Urgence et concentration.

L'Europe a besoin d'une politique industrielle de défense qui sous-tende sa stratégie de sécurité pour aujourd'hui et pour demain - sans avoir à retenir notre souffle tous les quatre ans en attendant les résultats des élections chez nos alliés. De manière urgente et ciblée. Au-delà des slogans et des actions à court terme, nous devons augmenter de manière substantielle notre investissement collectif à long terme. Sans tabou.

C'est pourquoi nous devons améliorer l'accès de notre industrie européenne de la défense aux financements privés et publics. La Banque européenne d'investissement (BEI) peut devenir un moteur essentiel à cet égard, si elle adapte ses politiques de prêt en conséquence.

Nous avons besoin d'un plan d'investissement collectif global. En tant qu'Européens, nous avons su réagir rapidement et de manière décisive à la crise existentielle du COVID-19 en mobilisant conjointement 750 milliards d'euros pour la relance et la résilience de l'Europe. À l'heure où notre sécurité elle-même est menacée, nous avons besoin d'un plan de financement à long terme, prévisible et crédible pour investir dans nos capacités et notre industrie de défense - y compris, si nécessaire, à travers un emprunt commun, comme l'ont proposé plusieurs chefs d'État et de gouvernement.

Une chose est sûre.

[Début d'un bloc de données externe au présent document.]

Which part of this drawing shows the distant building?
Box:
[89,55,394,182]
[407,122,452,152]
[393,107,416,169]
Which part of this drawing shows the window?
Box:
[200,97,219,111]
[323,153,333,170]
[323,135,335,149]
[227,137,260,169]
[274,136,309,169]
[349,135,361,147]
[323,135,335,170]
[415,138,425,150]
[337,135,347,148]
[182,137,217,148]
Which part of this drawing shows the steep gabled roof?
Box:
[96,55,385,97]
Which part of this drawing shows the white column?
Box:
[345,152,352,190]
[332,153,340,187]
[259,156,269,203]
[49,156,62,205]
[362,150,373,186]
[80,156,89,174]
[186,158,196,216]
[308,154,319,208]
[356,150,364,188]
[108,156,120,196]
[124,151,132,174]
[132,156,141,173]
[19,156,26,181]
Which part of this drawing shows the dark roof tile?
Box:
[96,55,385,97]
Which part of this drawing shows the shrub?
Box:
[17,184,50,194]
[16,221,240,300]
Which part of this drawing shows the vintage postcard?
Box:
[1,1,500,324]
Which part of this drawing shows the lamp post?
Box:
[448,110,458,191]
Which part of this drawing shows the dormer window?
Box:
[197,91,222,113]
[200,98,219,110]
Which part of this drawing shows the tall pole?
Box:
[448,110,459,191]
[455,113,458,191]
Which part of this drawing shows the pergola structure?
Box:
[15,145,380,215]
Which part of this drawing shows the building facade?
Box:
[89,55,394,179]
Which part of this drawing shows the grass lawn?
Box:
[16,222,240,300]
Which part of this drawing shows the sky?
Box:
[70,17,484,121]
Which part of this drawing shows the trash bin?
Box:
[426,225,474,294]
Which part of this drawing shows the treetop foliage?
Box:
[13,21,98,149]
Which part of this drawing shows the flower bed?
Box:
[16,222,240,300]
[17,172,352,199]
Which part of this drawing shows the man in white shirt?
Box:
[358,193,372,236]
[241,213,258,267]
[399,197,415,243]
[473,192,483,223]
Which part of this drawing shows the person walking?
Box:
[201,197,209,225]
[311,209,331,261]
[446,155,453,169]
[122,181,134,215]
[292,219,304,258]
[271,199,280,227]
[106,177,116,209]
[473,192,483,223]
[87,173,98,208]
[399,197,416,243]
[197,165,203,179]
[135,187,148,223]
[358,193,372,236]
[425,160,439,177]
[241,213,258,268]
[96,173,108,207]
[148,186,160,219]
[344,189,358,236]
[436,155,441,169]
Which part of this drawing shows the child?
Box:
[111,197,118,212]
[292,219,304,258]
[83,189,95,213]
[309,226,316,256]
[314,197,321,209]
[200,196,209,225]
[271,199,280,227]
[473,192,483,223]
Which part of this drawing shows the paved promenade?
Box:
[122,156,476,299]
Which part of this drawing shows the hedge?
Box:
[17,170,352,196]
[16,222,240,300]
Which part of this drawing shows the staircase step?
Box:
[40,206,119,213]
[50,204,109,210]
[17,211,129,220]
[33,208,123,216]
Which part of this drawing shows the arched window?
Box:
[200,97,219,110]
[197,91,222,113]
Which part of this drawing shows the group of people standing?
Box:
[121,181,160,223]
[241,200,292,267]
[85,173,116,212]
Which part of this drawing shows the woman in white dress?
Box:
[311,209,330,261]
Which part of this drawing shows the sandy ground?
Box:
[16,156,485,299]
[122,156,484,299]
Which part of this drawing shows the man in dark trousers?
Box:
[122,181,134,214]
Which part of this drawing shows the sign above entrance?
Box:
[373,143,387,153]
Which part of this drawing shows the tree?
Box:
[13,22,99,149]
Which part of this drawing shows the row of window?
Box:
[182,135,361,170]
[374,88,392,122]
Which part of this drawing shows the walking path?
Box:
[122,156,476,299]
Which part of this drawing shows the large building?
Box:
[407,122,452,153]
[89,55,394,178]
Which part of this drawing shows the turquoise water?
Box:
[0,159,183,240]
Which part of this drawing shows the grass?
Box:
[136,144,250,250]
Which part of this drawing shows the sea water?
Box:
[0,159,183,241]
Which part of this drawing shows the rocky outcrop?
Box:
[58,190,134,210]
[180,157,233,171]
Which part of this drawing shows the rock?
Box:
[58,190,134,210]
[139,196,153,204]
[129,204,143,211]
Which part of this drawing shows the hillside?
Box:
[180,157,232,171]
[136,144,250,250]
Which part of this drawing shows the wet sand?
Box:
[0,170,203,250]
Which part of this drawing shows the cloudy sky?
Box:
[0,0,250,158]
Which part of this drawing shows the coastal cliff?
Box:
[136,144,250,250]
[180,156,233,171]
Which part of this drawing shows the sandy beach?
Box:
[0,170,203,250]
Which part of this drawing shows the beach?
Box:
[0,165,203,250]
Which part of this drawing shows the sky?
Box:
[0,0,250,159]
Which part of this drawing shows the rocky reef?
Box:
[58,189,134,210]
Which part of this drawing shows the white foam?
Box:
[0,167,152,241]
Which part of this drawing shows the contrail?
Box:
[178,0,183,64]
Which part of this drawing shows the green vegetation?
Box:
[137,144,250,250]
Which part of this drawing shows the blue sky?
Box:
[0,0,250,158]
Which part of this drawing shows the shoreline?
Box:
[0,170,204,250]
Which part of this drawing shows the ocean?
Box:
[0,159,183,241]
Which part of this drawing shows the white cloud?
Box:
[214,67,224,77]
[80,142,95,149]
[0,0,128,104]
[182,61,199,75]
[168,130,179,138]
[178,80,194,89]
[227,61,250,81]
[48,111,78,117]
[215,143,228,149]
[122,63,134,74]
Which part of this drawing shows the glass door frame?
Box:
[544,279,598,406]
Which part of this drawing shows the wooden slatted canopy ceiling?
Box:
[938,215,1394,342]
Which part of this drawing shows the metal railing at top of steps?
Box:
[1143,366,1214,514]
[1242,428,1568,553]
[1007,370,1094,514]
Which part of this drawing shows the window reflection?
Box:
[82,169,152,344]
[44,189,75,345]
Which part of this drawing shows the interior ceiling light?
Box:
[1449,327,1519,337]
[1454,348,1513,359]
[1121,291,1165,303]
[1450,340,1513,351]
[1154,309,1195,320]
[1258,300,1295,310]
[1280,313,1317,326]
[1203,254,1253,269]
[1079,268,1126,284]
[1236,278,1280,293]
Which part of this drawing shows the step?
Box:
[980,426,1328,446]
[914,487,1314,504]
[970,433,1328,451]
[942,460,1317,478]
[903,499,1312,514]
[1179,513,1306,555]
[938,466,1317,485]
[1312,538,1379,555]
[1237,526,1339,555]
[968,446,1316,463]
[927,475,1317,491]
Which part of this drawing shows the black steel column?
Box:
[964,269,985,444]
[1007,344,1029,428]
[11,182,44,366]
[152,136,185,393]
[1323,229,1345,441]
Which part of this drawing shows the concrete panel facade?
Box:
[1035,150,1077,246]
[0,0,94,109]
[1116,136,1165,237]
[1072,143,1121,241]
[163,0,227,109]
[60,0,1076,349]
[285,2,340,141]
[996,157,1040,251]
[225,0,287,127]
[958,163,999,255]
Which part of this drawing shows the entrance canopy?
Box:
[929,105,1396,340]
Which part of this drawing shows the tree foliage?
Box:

Comme pour tous les autres grands défis de l’heure - changement climatique, pandémies, migrations, énergie... - s'appuyer sur des solutions nationales ne peut pas suffire. Il est temps de penser, d'investir et d'agir en tant qu'Européens. Nous sommes convaincus que les États membres de l'UE feront preuve de volonté politique et accepteront de fournir les ressources nécessaires pour réaliser le saut audacieux qui s'impose afin de prendre en main notre propre destin en matière d'industrie de défense.